An example: I spent 35 years as a poet, and I like to think a pretty good one. But it didn’t get me where I wanted to be, and perhaps made things worse. I’m one of those guys who can’t write when I’m happy, so my success as an artist hinged on misery. It is true that art can help us address our pain, work it out, turn it into beauty and hope and affirmation. It is also true that art can be an addiction. In order to produce more beauty, we have to indulge the agony, embrace the void.
I don’t know. It feels like I sometimes put my unhappiness on a pedestal and worshipped it.
So I polished off that last book and retired. There are ways of indulging my artistic jones that don’t demand torment. Ways that make me happy. Ways that help me engage with actual audiences who appreciate me.
Then there was the tipping point. My long, unfulfilling, fucked up career journey took me, in August 2013, away from Denver, the city that has become home, to Seattle. Where, again, the wheels fell off, as another round of sociopathic corporate bullshit punished the innocent so that the rich could have still more money. (Sorry – occasionally a moment of righteous rage still seeps through. I’m human.) And then, as part of the process of trying to claw my way to the surface, I would up in a small city that was a really, really lonely experience. But, thanks to even more corporate upheaval, I was able to engineer my way back to Denver, back home to Colorado. It helps to know how big companies work sometimes.
On the afternoon of November 25, coming down highway 287 out of Laramie, I hit the Colorado state line and I don’t think I’ve stopped smiling since. For the first time since late 2000, I feel like myself again. I have the energy back. I have the verve, the drive, the attitude, all back. I can smile and mean it.
I look back on all the years I spent trapped inside the skin of that most unpleasant man and … part of me wants to cry, to grieve for all that was lost. But another part of me thinks there has been enough of grief and that it’s time, from here on out, to indulge the joy I feel in being back from that black sojourn through the wasteland I made of my own life.
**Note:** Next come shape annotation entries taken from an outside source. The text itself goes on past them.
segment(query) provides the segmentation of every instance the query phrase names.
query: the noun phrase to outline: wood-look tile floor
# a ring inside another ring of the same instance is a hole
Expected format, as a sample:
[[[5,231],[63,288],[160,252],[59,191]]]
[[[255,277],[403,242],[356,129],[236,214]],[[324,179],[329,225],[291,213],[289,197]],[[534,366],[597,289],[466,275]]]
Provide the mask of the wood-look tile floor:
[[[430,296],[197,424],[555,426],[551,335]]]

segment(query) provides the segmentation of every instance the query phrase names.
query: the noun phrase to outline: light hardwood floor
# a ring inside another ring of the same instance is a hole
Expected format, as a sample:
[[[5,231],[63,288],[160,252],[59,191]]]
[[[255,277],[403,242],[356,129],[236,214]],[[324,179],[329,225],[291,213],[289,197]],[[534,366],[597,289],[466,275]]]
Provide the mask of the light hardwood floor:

To the old friends who stuck with me through it all, thank you more than I can possibly say. I resolve that I will do all I can to reward your faith in me.
To the new friends, those who have only gotten to know me in recent years, I look forward to introducing you to the real Sam Smith. I think you’re going to like him.
And to the old friends who drifted away, I understand completely. I hope you’ll give me another chance.
For 2015, and for every year beyond it that I live, I resolve to be a source of energy and joy and support for everyone who chooses to be my friend. Your life will be a better place for my presence in it.
I have always – ALWAYS – been proud to call you my friend. Even in the lowest moments. And you and I have had a few, both separately and together. But I’ve never been more proud, or happier, than I am right now after reading this. And now I’m smiling, too.
This made me smile broadly, Sam. Mazeltov!
I look forward to getting to know you. I’ve heard a lot about you. 🙂
Never a chore; always a friend. And mentor. Cheers, Sam.
Lovely piece. Beautiful writing. Balance. Nice.
And welcome back, I think. I actually only know Bad Sam and I like him just fine. I’m a little worried the Good Sam may be too upbeat for me. 🙂
Welcome back to the land of the living, Sam.
Our paths haven’t crossed since the 70’s but this made me smile. Glad you are on the upside of life old friend.
Thanks for the kind words, everyone. In a couple cases I’m baffled that you seem not to have noticed what a drudge I have been, but if I haven’t weighed you down I’m happy about it.
Glad your trek through the valley of death is over and you’re ready to taste the nectar again.